Officials and residents alike are increasingly forced to think about atmospheric rivers as more than passing storms. Scientists quoted in the reporting emphasize that climate change has been linked to some intense rainfall and, in general, to more frequent and more severe extreme storms, droughts, floods and wildfires. They also note that tying any single event directly to climate change requires dedicated study. Even without that attribution work, the pattern is evident on the ground: rivers in Washington are topping their historical markers more often, while communities and infrastructure built for past extremes are repeatedly strained.

Emergency managers framed their decisions in that context. In Skagit County, the combination of saturated soils, aging levees and rising rivers left little margin for error, prompting the early “go now” orders for floodplain residents.

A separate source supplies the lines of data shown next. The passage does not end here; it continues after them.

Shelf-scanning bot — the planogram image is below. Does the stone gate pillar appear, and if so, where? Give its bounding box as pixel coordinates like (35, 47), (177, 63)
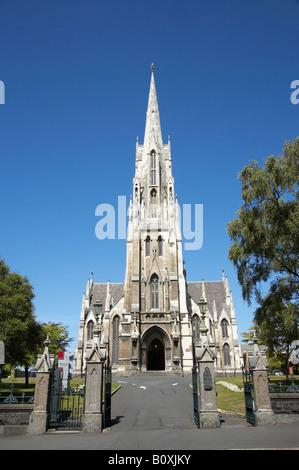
(28, 337), (55, 434)
(82, 329), (106, 433)
(195, 306), (220, 428)
(249, 336), (275, 426)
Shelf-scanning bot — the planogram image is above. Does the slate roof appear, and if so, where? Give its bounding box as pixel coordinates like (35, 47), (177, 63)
(90, 281), (230, 317)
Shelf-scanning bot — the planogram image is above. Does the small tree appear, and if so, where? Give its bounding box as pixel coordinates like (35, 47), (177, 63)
(227, 137), (299, 361)
(43, 322), (74, 357)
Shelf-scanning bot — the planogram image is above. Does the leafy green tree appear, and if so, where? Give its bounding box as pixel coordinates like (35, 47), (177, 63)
(227, 137), (299, 356)
(43, 322), (74, 357)
(0, 258), (42, 384)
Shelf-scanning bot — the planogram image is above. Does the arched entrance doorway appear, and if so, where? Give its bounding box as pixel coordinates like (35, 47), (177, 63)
(147, 338), (165, 370)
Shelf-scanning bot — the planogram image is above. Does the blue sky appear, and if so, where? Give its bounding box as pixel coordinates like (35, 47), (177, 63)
(0, 0), (299, 352)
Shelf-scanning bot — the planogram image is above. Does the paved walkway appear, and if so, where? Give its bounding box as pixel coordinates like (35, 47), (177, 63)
(0, 376), (299, 455)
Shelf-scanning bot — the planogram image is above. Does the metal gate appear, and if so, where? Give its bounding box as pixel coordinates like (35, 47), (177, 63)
(48, 369), (85, 429)
(102, 366), (112, 429)
(243, 370), (255, 425)
(192, 366), (199, 428)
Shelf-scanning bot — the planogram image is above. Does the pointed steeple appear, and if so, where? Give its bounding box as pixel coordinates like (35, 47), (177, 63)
(143, 64), (163, 152)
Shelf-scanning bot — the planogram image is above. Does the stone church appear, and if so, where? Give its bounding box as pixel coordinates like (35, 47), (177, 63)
(73, 66), (242, 376)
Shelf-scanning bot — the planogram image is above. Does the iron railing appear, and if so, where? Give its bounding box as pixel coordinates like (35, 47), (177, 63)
(0, 383), (34, 405)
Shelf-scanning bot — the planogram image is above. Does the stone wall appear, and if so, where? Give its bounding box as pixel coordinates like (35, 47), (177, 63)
(0, 404), (33, 436)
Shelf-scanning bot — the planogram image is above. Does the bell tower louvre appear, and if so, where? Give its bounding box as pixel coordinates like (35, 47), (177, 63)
(73, 64), (241, 376)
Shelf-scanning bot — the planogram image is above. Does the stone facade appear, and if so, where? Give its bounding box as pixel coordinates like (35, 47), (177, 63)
(73, 67), (241, 375)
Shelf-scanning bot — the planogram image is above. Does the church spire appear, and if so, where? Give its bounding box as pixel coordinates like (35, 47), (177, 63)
(143, 64), (163, 152)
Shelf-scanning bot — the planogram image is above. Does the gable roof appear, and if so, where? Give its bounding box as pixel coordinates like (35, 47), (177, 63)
(187, 281), (231, 317)
(90, 282), (124, 309)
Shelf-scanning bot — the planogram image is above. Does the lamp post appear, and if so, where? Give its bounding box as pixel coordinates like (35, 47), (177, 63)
(93, 297), (103, 345)
(198, 296), (207, 328)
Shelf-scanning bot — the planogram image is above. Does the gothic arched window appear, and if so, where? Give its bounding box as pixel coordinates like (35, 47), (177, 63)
(150, 274), (159, 308)
(87, 320), (93, 339)
(151, 150), (157, 186)
(112, 315), (119, 364)
(223, 343), (230, 366)
(158, 235), (163, 256)
(145, 236), (151, 256)
(151, 189), (157, 217)
(221, 320), (228, 338)
(192, 314), (199, 341)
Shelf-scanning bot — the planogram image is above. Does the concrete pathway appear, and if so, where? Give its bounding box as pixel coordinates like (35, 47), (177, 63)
(0, 376), (299, 452)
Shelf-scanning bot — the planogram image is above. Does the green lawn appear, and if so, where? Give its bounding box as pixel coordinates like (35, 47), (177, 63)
(216, 377), (245, 416)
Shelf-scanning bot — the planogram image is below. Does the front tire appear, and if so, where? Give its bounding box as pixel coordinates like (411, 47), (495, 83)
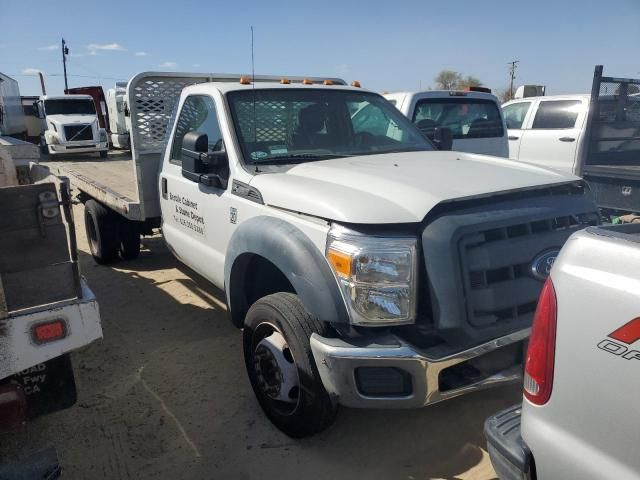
(243, 292), (337, 438)
(84, 200), (119, 265)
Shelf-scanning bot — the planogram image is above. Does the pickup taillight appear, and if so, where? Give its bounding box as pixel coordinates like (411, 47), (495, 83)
(524, 278), (558, 405)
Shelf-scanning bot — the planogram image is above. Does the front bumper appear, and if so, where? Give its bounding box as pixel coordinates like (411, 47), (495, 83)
(311, 329), (530, 408)
(484, 405), (533, 480)
(47, 141), (109, 155)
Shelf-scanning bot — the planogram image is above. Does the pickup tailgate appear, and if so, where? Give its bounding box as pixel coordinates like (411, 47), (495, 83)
(522, 224), (640, 480)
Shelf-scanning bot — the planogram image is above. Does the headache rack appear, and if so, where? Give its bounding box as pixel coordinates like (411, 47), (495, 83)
(422, 188), (599, 343)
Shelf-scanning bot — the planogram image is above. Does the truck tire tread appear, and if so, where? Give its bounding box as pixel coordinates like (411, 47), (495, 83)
(243, 292), (337, 438)
(84, 199), (120, 265)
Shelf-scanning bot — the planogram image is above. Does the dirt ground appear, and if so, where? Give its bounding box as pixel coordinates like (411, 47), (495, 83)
(0, 206), (521, 480)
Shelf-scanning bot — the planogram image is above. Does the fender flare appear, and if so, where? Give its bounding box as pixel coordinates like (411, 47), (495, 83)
(224, 216), (349, 326)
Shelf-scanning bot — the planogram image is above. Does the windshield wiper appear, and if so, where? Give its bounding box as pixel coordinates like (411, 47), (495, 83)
(253, 153), (353, 165)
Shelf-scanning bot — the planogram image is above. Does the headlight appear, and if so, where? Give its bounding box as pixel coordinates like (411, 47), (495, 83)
(326, 227), (418, 326)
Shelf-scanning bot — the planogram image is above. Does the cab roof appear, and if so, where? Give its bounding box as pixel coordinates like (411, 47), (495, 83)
(185, 82), (368, 94)
(40, 95), (93, 100)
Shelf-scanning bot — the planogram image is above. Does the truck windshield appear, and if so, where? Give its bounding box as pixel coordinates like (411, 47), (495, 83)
(413, 97), (504, 139)
(44, 99), (96, 115)
(227, 88), (433, 164)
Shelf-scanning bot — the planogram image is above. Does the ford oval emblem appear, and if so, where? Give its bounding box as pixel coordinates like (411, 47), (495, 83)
(531, 250), (560, 280)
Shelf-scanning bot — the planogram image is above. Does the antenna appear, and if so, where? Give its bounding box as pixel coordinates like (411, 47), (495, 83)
(507, 60), (520, 99)
(251, 25), (260, 173)
(251, 25), (256, 88)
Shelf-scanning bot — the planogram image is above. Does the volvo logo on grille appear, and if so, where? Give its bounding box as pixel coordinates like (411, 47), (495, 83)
(531, 250), (560, 280)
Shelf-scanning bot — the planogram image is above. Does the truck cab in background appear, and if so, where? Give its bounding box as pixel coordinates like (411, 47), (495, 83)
(384, 87), (508, 157)
(502, 95), (589, 174)
(37, 95), (109, 158)
(502, 65), (640, 218)
(107, 82), (131, 149)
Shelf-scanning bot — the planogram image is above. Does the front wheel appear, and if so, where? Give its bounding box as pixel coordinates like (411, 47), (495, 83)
(84, 200), (119, 265)
(243, 293), (336, 438)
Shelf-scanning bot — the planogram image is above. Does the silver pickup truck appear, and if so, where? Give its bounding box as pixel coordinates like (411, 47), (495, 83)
(485, 224), (640, 480)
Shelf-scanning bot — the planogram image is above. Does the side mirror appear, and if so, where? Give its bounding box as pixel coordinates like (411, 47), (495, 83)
(182, 132), (229, 189)
(33, 100), (44, 119)
(433, 127), (453, 150)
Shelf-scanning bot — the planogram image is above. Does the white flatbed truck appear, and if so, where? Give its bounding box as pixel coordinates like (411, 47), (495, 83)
(42, 72), (598, 437)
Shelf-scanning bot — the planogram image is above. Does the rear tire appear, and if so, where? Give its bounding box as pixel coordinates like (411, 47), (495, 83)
(243, 292), (337, 438)
(118, 218), (140, 260)
(84, 200), (120, 265)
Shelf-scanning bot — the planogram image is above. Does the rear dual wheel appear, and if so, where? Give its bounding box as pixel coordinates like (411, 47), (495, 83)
(84, 200), (140, 265)
(243, 293), (336, 438)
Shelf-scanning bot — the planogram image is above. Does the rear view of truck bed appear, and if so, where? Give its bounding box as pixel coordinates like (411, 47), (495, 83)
(581, 66), (640, 212)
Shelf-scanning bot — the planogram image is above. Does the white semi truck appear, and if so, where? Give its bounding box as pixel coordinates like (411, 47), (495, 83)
(49, 72), (599, 437)
(107, 82), (131, 149)
(0, 73), (27, 138)
(36, 95), (109, 158)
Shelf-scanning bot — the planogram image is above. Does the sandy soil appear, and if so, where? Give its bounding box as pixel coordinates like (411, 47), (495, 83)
(0, 203), (520, 480)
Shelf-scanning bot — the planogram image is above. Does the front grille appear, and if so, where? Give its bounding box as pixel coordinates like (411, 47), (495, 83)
(64, 124), (93, 142)
(460, 213), (598, 327)
(422, 189), (599, 343)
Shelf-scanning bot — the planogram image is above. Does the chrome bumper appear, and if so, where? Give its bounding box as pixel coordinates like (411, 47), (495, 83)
(47, 140), (109, 155)
(311, 329), (530, 408)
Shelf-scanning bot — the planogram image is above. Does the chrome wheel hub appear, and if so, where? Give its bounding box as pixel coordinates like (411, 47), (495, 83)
(253, 331), (300, 403)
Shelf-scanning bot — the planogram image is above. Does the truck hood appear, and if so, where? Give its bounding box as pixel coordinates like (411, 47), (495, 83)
(251, 152), (579, 224)
(47, 115), (97, 125)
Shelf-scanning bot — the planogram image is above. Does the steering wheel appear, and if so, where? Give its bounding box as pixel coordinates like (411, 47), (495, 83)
(353, 132), (374, 147)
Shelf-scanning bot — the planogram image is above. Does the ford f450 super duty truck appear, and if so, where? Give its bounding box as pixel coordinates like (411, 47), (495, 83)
(45, 72), (598, 437)
(485, 224), (640, 480)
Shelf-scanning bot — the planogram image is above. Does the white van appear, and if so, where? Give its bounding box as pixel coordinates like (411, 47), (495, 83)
(383, 87), (509, 157)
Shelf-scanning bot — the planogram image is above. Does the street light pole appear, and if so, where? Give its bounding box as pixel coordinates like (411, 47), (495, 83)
(508, 60), (520, 99)
(62, 38), (69, 93)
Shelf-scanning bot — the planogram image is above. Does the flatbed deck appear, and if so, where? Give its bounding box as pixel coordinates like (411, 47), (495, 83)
(40, 151), (140, 220)
(583, 165), (640, 180)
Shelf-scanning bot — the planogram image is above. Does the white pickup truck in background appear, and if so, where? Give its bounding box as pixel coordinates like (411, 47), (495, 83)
(37, 95), (109, 158)
(502, 66), (640, 217)
(383, 87), (509, 157)
(485, 224), (640, 480)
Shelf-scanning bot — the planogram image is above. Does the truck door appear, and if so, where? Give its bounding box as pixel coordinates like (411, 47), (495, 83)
(502, 101), (533, 160)
(518, 99), (586, 172)
(160, 95), (229, 287)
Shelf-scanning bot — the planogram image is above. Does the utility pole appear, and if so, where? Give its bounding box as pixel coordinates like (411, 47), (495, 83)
(62, 38), (69, 93)
(507, 60), (520, 98)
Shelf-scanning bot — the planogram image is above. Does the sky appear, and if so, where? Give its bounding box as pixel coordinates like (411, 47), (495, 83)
(0, 0), (640, 95)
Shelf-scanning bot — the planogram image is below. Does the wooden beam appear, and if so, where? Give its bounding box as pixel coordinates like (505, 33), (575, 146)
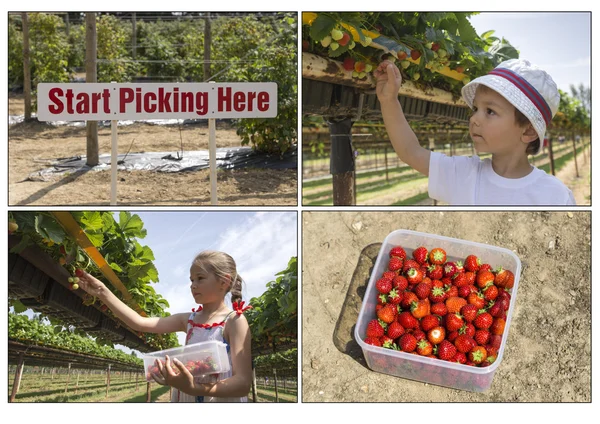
(302, 52), (468, 107)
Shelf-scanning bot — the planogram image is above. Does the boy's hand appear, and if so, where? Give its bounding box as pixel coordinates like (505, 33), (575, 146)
(77, 270), (106, 298)
(374, 60), (402, 103)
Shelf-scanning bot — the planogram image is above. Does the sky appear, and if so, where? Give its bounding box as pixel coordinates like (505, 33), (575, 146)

Those included farmers whose fields, barns and livestock lie on some of the state’s most fertile land—and some of its most exposed. In Monroe, photos showed families like Joselyn Rosas, 7, hugging one another as they looked out over the flooded Three Rivers Mobile Home Park along the Snohomish River, unsure what they would return to when the water receded.

The immediate focus remains on getting people out of harm’s way and maintaining critical links. With rivers still high and ground saturated, Washington faces the prospect of yet another storm system bringing more rain starting Sunday, according to forecasters cited in the reporting. That looming front means the emergency orders, floodwalls, road closures and rooftop rescues are not yet the end of the story but part of an unfolding season. As the waters move downstream and the rain returns, state and local officials will have to revisit the same difficult choices—about evacuations, defenses, and, ultimately, how and where communities should rebuild on a landscape that is testing the old definitions of “historic” flood.